20308 Nerve Cells: Introduction to Neurobiology

Credits: 6 advanced credits in Life Sciences

Prerequisites: Students must fulfill all English requirements and take bibliographic instruction in the Library.

Required: General Biology I, General Biology II, Cell Structure and Function (single-semester format or year-long format), Biochemistry I, General Chemistry1 (or General Chemistry I + General Chemistry II, for Biology Students; or General Chemistry I + General Chemistry II), Differential and Integral Calculus I

The course, based on chapters in From Neuron to Brain (4th ed.), by J.G. Nicholls, A. R. Martin, B.G. Wallace, and P.A. Fuchs (Sinauer, 2001), was developed by Simona Ginsburg and Revital Lavy. The course is offered in a year-long format.

The behavior of animals depends to a large extent on excitable tissues. The nerve cells in these tissues – neurons – maintain regular life activities, like all other cells. In addition, neurons perform the unique functions of sensing, processing and transmitting information. Information is relayed over long distances in the body, electrically, along the axons of individual neurons; between different neurons, transmission is carried out chemically. Processing and deciphering information is, for the most part, based on the organization of cells into complex but defined networks.

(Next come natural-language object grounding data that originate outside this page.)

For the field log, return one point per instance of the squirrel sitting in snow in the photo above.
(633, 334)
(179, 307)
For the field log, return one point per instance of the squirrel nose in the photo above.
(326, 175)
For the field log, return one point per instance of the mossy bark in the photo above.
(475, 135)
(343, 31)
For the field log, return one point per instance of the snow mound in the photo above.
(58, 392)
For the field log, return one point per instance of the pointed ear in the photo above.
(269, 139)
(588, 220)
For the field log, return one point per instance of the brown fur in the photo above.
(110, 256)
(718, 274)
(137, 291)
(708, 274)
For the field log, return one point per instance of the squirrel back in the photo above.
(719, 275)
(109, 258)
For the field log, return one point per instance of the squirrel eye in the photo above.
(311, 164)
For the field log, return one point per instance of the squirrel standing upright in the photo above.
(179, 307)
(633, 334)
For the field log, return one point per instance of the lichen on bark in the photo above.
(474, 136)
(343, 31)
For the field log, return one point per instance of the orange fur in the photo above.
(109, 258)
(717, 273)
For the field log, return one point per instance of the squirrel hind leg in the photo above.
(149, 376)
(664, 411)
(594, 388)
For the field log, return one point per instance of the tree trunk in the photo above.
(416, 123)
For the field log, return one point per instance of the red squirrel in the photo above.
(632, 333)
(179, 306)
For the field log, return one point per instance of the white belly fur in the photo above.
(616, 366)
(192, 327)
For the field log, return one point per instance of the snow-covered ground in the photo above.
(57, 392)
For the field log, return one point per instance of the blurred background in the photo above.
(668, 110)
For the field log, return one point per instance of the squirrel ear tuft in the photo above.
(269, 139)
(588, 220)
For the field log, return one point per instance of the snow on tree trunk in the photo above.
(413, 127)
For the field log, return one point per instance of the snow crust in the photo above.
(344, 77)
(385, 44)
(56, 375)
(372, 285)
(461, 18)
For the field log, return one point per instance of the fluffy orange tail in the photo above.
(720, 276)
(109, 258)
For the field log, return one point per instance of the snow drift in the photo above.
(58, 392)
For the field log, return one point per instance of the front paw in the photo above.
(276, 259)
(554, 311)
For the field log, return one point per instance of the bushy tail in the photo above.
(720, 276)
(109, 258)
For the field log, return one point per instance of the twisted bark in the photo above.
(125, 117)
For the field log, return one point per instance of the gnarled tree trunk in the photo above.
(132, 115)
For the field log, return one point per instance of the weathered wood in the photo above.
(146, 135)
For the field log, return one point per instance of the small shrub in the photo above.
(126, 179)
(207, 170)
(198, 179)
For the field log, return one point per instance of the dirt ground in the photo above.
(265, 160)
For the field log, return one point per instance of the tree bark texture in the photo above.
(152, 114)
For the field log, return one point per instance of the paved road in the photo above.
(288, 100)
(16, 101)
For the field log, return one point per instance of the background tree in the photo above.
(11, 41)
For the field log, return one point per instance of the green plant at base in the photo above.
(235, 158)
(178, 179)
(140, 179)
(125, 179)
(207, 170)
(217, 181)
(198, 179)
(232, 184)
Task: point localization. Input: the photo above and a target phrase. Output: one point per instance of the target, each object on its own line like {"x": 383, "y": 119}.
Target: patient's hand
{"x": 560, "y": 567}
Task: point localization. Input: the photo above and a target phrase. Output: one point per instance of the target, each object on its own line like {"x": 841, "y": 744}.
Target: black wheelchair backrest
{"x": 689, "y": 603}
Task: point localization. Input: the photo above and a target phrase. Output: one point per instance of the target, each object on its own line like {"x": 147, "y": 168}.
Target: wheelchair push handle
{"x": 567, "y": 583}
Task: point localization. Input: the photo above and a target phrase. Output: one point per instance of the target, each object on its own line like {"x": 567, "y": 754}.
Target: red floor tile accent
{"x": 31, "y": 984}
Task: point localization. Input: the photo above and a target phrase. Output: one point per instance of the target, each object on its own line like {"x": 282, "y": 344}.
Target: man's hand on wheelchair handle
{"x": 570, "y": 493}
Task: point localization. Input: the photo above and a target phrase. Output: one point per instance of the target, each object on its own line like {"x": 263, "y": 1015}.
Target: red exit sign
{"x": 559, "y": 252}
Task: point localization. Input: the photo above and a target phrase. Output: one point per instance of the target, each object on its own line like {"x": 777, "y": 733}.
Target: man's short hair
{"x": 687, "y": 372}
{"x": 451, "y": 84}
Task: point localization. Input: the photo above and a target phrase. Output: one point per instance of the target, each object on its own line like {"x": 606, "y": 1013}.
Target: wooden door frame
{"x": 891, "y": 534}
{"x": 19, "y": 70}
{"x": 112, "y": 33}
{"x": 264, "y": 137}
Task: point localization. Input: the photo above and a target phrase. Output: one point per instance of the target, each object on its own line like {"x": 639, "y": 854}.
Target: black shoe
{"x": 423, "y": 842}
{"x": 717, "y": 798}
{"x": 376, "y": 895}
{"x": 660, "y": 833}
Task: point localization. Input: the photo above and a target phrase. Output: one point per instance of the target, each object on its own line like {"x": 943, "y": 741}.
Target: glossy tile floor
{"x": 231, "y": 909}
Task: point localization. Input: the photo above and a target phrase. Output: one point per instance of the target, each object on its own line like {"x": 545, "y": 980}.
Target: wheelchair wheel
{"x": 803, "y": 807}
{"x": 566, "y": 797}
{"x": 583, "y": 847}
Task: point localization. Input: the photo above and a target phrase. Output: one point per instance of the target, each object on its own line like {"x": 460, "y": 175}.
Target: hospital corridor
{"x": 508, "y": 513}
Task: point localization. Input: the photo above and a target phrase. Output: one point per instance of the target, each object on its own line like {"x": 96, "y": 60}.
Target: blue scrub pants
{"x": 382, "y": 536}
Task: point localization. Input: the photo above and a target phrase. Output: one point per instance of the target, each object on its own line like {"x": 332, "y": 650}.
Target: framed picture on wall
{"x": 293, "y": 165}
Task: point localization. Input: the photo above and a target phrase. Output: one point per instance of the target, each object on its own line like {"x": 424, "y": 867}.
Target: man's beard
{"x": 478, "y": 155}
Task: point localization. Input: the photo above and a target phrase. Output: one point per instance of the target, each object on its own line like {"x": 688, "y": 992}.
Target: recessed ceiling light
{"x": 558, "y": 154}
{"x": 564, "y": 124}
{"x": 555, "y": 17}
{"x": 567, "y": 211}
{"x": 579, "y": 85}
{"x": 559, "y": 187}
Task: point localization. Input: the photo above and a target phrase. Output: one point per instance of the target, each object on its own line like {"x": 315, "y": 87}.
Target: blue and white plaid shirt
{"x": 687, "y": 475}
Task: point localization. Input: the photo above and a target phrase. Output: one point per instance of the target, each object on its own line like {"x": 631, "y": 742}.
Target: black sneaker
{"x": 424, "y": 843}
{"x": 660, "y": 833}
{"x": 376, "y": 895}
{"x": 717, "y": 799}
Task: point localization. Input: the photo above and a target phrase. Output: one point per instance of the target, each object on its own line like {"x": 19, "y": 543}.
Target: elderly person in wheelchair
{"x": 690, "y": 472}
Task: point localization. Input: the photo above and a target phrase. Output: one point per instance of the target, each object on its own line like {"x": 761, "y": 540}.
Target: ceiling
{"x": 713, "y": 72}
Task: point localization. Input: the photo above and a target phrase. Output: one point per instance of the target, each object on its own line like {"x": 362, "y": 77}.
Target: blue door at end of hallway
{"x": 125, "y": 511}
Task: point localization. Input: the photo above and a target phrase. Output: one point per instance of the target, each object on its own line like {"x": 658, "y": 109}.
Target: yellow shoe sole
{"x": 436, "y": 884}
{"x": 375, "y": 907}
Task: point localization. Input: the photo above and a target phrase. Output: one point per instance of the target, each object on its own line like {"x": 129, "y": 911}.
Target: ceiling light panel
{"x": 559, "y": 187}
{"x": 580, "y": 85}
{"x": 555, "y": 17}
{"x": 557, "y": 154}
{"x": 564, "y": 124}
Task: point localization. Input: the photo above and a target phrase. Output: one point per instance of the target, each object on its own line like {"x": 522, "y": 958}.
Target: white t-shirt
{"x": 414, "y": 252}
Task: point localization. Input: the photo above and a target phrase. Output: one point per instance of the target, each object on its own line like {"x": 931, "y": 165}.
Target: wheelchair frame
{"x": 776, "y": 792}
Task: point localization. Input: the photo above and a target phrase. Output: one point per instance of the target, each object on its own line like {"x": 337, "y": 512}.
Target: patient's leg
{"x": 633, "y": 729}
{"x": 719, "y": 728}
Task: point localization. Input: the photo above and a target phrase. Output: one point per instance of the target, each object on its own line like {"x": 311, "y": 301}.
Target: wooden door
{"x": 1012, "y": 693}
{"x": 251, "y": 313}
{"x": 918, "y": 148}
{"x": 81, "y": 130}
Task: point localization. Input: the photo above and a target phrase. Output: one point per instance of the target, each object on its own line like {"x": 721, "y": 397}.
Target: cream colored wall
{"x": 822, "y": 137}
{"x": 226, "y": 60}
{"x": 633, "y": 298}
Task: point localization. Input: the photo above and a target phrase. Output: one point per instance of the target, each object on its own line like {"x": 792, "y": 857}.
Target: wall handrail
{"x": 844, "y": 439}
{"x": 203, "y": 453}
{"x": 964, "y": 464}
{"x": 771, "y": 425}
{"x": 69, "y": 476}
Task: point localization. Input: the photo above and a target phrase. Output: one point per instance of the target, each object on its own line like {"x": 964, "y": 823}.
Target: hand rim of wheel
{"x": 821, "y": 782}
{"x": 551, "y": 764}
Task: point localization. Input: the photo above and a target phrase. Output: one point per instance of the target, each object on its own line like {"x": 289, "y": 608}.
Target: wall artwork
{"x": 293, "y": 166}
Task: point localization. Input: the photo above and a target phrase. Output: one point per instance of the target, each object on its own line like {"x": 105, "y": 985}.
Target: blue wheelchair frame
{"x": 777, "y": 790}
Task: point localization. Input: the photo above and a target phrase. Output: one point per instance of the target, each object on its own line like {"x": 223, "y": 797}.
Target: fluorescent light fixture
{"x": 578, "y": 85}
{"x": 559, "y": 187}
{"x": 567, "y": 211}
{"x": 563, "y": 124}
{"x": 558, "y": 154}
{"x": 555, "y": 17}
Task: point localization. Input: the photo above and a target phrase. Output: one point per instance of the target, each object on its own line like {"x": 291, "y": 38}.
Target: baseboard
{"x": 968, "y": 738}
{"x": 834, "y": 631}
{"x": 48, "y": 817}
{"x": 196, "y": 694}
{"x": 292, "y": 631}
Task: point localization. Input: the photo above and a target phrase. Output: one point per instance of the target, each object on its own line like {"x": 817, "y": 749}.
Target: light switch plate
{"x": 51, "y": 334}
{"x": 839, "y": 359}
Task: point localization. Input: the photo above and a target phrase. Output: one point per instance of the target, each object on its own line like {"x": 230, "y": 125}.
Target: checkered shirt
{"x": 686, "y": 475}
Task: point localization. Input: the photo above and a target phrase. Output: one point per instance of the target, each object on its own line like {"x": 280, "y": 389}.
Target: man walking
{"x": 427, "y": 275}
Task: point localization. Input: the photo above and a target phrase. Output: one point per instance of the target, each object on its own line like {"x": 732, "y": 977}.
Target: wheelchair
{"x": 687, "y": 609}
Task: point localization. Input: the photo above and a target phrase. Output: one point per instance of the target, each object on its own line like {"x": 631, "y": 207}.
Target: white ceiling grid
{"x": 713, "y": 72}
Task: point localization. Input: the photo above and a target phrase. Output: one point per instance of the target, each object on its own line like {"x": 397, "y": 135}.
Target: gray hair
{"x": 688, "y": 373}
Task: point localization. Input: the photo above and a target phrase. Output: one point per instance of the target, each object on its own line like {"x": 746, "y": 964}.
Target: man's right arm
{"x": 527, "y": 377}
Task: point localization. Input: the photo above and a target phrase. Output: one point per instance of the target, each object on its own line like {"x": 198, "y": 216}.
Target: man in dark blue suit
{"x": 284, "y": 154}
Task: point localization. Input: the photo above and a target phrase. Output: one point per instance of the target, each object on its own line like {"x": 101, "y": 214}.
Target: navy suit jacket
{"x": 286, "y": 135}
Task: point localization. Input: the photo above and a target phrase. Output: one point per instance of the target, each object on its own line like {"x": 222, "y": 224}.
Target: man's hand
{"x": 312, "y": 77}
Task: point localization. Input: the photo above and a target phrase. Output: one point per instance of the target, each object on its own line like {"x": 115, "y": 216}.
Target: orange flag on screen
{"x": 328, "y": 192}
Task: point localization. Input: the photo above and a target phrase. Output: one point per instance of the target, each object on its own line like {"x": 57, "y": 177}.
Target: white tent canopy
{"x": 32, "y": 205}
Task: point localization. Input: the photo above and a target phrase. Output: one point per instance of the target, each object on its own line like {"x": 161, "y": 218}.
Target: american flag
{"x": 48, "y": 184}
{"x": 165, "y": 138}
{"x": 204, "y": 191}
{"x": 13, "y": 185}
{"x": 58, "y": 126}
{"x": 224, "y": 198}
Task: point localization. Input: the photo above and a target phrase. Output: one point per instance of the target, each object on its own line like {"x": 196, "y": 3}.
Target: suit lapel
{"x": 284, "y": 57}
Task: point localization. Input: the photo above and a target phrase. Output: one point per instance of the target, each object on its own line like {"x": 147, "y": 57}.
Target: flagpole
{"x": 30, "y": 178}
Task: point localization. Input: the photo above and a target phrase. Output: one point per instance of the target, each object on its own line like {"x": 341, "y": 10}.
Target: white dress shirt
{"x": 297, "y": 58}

Chapters: (1) Principles of signaling and organization; (2) Ion channels and signaling; (3) Structure of ion channels; (4) Transport across cell membranes; (5) Ionic basis of the resting potential; (6) Ionic basis of the action potential; (7) Neurons as conductors of electricity; (8) Properties and functions of neuroglial cells; (9) Principles of direct synaptic transmission; (10) Indirect mechanisms of synaptic transmission; (11) Transmitter release; (12) Synaptic plasticity; (13) Cellular and molecular biochemistry of synaptic transmission; (14) Neurotransmitters in the central nervous system; (15) Cellular mechanisms of integration and behavior: From neurons to behavior and vice versa; (16) Autonomic nervous system; (17) Transduction of mechanical and chemical stimuli; (18) Processing of somatosensory and auditory signals; (19) Transduction and signaling in the retina; (20) Analysis of form in primary visual cortex; (21) Functional architecture of the visual cortex; (22) Cellular mechanisms of motor control.


1or General Chemistry (20477 or 20487), which is no longer offered.